Though the musical heritage is obvious, the school’s current artistic director and conductor of senior choirs Jerzy Cichocki is just as intent on preserving Msgr. Armstrong’s tradition of respect for students and humour. Msgr. Armstrong was Cichocki’s mentor dating back to when Cichocki was a boy chorister. The two men could always guess the music the other would program for any given Sunday.
As he prepared music for Msgr. Armstrong’s Nov. 19 funeral at St.

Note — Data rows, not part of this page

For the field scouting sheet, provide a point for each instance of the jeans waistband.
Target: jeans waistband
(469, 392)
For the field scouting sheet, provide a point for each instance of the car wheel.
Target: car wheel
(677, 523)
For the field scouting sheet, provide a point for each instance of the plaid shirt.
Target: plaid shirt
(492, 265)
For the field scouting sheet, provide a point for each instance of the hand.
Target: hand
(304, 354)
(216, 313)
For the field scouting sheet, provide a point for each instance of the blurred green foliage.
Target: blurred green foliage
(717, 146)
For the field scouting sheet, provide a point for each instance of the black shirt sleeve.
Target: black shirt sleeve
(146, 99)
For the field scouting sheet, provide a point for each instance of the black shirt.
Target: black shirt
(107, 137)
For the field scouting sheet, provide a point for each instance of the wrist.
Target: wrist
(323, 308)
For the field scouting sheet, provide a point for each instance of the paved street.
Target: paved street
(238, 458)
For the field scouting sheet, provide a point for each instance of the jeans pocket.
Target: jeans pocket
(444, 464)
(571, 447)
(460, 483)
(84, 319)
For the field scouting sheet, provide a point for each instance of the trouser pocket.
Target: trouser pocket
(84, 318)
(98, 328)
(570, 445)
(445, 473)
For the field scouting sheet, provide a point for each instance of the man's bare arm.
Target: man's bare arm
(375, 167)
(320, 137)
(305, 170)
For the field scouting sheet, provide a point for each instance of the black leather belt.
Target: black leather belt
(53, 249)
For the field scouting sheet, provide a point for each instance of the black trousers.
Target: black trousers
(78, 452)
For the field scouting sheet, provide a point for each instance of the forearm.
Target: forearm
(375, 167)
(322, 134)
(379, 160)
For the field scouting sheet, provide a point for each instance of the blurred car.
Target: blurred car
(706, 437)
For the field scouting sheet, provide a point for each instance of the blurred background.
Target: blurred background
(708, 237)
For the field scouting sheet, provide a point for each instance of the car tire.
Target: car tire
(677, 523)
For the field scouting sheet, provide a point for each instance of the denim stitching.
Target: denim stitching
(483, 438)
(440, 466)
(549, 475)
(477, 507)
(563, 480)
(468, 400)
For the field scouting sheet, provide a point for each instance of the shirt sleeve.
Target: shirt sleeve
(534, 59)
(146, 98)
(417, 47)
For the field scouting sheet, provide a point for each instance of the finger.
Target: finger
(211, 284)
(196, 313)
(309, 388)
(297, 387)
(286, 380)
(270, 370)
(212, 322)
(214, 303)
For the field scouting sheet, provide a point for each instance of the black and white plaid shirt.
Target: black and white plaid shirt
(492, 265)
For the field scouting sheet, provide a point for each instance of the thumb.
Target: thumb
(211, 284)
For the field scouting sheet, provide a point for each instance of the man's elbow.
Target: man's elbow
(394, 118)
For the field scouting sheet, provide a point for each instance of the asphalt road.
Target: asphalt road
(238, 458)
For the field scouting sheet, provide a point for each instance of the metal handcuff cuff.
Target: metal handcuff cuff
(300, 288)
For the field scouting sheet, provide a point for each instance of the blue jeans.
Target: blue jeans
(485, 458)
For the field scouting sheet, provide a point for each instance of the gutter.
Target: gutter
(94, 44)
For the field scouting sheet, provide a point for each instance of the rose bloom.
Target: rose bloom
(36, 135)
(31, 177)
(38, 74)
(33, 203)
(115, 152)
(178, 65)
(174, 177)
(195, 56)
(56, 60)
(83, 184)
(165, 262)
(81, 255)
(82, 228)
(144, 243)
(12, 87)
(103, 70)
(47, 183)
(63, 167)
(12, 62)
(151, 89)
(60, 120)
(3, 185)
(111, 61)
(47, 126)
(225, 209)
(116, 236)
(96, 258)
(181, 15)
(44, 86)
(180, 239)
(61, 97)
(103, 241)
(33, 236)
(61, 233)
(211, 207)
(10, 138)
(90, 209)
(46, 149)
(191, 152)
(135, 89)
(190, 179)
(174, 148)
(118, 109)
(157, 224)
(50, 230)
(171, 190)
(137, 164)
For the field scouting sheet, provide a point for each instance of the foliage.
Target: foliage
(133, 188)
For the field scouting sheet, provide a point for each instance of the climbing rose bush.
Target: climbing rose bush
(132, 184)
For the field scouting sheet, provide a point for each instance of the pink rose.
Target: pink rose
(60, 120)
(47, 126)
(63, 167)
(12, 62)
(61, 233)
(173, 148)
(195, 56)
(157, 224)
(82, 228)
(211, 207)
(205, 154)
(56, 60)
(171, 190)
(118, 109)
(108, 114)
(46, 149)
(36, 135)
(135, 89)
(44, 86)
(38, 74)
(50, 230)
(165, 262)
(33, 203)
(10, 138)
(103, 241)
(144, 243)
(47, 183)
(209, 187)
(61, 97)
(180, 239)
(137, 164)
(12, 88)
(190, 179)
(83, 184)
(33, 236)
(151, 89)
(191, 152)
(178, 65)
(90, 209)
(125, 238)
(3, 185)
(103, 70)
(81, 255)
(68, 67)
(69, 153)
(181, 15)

Michael’s Cathedral, Cichocki found it difficult to speak about the man who revealed to him what music is to the church.
From a student’s perspective, learning music by performing under a scholar and master musician was bound to get a boy’s attention, said St. Michael’s alumn Andrew MacDonald.
“We picked up on his real passion and love of music. As a result, he got results,” he said. “I’m not sure what his trick was, but ultimately we knew he was trying to accomplish something that was as good as can be. So we tried to co-operate.”
For years the singers Msgr. Armstrong trained infected their parishes and communities with musicality.
“I certainly felt that it was a responsibility for some people in the church to preserve the tradition of good music,” Msgr. Armstrong said in an interview with ShareLife communications director Bill Steinburg in 2006. “I hope I was a good example to the children.”